Implement and run neural networks, using previously obtained training data.
Basic neural network subroutines (BNNS) is a collection of functions that you use to implement and run neural networks, using previously obtained training data.
Creating a Neural Network for Inference
The Accelerate framework’s new basic neural network subroutines (BNNS) is a collection of functions that you can use to construct neural networks. It is supported in macOS, iOS, tvOS, and watchOS, and is optimized for all CPUs supported on those platforms.
BNNS supports implementation and operation of neural networks for inference, using input data previously derived from training. BNNS does not do training, however. Its purpose is to provide very high performance inference on already trained neural networks.
This document introduces BNNS in general terms. For further details, consult the header file
bnns in the Accelerate framework.
Structure of a Neural Network
A neural network is a sequence of layers, each layer performing a filter operation on its input and passing the result as input to the next layer. The output of the last layer is an inference drawn from the initial input: for example, the initial input might be an image and the inference might be that it’s an image of a dinosaur.
A layer consists of a filter plus data derived from training, and an activation function. The filter is designed to use the training data in transforming the input. For example, in a convolution layer the filter would use training data as weights in the convolution kernel.
The activation function is applied to the output data after the filter. You select the activation function from a small set of simple functions given by the
BNNSActivation enumeration type in
bnns. Some of the activation functions accept one or two
float parameters which you specify.
BNNS provides functions for creating, applying, and destroying three kinds of layers:
A convolution layer, for each pixel in an input image, takes that pixel and its neighboring pixels and combines their values with weights from the training data to compute the corresponding pixel in the output image.

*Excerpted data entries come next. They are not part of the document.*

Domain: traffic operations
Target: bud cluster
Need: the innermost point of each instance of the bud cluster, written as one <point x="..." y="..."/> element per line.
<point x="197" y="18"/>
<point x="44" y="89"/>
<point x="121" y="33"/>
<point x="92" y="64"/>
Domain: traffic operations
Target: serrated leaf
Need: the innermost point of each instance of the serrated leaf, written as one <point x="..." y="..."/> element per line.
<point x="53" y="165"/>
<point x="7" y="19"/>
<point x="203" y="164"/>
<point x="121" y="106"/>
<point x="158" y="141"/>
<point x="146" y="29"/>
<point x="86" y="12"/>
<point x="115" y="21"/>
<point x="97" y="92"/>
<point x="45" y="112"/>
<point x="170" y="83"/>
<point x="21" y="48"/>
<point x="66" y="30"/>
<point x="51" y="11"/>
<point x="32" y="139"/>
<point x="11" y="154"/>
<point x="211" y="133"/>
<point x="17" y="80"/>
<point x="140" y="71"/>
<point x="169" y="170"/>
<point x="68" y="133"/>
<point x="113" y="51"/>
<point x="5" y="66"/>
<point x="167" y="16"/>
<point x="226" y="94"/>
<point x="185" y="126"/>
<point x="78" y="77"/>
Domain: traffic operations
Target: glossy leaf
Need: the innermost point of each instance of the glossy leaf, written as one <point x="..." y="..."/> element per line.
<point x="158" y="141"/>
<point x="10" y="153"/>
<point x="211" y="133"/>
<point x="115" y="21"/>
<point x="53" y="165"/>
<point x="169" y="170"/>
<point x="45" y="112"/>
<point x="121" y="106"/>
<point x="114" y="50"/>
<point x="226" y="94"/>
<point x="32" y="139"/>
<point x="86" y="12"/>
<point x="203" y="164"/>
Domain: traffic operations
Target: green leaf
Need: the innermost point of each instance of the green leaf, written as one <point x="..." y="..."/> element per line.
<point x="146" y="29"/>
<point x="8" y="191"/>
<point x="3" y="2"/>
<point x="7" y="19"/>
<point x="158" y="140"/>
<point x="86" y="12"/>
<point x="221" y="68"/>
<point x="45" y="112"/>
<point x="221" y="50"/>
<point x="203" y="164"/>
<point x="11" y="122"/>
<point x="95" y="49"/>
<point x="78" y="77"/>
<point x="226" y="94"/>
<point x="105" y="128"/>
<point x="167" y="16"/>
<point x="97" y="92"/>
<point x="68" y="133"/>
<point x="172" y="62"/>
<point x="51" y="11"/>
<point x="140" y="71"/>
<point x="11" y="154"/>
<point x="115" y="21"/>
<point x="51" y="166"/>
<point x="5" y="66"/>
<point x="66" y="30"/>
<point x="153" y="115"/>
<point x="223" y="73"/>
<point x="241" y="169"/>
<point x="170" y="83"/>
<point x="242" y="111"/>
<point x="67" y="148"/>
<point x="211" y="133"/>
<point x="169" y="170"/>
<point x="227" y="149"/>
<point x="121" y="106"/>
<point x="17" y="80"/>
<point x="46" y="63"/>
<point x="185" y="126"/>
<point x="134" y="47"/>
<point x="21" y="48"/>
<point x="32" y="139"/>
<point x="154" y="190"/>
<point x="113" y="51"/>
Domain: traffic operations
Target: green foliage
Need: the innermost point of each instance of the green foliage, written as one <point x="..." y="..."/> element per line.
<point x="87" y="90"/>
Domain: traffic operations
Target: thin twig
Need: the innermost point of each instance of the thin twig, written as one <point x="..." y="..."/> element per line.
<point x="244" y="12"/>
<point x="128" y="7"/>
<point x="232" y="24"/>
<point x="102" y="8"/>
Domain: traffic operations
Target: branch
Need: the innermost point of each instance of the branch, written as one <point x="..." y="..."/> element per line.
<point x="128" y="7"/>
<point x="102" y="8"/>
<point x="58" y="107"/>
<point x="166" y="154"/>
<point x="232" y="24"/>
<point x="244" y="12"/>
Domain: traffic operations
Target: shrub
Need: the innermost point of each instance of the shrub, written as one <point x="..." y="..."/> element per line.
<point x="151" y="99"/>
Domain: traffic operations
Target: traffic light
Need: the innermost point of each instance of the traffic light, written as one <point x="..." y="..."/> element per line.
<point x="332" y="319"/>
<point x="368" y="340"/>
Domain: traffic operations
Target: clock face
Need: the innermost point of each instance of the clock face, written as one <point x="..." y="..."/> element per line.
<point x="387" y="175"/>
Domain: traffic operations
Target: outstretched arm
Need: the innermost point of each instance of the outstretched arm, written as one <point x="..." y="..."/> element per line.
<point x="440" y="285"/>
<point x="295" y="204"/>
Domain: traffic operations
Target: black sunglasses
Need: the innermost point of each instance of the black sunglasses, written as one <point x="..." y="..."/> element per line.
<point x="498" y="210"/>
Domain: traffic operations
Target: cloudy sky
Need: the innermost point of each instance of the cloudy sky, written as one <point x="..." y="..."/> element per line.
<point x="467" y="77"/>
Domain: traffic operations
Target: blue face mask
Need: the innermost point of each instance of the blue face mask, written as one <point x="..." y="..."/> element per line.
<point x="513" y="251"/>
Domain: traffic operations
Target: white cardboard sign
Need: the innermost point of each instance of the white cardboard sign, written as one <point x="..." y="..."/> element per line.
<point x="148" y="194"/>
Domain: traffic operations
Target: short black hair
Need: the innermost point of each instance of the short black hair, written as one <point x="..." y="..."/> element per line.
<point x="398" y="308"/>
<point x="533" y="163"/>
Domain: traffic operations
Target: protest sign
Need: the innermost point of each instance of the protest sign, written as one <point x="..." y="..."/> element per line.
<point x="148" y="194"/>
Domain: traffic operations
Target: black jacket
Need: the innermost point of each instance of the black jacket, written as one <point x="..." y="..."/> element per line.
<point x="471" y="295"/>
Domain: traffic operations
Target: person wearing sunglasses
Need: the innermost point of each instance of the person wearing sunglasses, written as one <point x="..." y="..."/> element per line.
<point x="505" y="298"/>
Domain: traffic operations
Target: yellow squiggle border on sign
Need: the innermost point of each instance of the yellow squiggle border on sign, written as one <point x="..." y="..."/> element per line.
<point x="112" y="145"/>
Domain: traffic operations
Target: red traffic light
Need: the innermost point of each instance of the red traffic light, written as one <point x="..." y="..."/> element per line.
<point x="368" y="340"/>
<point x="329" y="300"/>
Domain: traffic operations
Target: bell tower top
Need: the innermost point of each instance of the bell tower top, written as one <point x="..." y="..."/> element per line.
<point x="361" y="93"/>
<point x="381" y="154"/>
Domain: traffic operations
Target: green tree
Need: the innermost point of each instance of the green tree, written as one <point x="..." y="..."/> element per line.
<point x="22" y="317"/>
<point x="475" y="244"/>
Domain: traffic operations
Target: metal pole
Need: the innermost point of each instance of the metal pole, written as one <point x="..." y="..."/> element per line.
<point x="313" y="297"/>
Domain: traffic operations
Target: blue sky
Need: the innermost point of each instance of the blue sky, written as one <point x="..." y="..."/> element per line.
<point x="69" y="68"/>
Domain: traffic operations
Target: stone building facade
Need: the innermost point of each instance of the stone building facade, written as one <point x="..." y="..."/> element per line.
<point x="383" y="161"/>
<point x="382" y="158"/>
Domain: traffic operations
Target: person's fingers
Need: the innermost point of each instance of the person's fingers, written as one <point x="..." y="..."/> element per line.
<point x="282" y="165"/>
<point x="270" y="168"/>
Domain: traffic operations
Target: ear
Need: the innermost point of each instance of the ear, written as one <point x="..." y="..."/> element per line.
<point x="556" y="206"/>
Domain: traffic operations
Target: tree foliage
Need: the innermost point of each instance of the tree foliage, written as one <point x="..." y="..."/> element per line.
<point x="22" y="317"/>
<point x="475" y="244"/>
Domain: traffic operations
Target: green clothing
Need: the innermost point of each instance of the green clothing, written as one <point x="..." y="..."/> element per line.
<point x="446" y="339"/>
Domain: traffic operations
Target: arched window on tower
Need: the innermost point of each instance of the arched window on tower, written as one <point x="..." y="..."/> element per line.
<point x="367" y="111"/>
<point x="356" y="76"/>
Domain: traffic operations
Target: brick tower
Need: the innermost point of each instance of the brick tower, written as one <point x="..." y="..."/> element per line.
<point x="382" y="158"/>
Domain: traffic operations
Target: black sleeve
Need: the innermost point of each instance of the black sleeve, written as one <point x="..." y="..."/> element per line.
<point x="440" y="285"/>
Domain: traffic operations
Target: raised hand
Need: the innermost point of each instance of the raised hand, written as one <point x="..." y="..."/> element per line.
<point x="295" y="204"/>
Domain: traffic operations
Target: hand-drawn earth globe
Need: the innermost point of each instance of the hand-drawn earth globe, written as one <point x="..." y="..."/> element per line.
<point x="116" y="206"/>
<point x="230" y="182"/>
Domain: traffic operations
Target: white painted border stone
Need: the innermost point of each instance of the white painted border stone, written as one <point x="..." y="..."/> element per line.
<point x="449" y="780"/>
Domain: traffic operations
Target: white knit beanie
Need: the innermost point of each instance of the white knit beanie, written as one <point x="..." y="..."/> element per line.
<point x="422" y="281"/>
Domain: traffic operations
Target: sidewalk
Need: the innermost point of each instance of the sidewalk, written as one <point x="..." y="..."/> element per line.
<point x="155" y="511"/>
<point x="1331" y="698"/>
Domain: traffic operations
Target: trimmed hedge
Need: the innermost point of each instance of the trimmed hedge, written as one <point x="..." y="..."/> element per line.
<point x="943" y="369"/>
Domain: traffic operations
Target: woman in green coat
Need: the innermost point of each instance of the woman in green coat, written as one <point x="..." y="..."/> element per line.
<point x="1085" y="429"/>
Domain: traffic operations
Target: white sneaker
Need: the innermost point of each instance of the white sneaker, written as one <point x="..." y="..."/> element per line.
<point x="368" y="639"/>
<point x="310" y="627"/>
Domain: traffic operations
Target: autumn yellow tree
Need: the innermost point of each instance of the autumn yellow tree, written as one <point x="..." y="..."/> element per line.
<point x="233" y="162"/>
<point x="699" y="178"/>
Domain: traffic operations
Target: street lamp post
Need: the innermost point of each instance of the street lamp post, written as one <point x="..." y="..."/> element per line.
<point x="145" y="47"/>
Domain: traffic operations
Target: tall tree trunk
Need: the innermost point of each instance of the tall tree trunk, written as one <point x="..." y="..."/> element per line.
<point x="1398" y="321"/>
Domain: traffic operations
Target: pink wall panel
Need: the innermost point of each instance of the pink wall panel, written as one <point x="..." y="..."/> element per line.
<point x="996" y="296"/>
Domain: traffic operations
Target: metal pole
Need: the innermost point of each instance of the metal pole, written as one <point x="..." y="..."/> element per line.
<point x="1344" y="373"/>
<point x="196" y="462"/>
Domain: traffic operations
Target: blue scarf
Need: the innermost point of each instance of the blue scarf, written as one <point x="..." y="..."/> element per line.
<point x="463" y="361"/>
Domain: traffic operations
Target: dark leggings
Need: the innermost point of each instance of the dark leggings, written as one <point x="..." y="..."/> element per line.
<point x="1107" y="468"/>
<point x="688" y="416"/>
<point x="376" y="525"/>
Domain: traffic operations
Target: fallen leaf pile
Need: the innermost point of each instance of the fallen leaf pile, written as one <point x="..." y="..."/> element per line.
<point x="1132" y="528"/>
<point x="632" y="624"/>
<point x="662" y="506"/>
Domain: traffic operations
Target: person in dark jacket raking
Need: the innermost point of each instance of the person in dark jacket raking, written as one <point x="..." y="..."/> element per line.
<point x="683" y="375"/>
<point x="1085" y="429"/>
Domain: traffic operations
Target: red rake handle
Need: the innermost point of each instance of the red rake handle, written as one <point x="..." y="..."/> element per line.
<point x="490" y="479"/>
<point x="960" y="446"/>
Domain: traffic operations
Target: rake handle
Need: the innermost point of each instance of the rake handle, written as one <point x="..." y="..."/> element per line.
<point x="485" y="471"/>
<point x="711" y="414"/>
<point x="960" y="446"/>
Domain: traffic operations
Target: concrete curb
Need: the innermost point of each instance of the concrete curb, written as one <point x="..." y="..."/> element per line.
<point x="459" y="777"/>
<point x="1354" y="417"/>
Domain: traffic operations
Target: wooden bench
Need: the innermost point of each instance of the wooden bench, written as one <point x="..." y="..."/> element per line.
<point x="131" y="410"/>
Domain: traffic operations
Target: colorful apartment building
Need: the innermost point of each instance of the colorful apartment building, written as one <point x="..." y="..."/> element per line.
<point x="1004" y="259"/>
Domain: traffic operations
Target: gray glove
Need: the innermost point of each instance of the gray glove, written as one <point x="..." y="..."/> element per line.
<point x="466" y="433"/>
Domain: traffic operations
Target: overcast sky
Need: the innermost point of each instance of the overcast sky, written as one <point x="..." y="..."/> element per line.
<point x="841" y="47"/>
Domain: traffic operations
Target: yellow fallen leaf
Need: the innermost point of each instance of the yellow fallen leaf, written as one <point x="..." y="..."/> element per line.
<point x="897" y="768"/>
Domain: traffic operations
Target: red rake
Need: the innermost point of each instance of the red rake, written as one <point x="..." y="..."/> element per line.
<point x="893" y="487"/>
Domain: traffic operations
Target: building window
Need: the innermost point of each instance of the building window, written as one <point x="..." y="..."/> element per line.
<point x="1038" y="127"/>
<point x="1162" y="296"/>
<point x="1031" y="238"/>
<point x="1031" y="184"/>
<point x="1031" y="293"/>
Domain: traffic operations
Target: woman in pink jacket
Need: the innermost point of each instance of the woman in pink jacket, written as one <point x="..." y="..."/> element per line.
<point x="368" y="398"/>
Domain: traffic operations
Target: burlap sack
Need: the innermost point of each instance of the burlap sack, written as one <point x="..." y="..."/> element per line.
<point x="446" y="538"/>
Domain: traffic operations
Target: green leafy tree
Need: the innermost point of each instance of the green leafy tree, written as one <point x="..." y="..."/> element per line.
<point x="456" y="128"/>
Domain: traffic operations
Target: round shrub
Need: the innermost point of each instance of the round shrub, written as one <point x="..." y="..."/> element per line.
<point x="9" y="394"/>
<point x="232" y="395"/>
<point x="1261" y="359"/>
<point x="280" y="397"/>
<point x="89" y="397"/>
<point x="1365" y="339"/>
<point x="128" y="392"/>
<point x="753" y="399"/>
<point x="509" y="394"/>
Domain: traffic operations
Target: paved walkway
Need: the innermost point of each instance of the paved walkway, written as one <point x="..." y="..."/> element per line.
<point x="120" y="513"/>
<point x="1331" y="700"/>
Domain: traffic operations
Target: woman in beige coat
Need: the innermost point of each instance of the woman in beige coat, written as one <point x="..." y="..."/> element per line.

A pooling layer produces a smaller output image from its input image by breaking the input image into smaller rectangular subimages; each pixel in the output is the maximum or average (your choice) of the pixels in the corresponding subimage. A pooling layer does not use training data.
A fully connected layer takes its input as a vector; this vector is multiplied by a matrix of weights from training data. The resulting vector is updated by the activation function.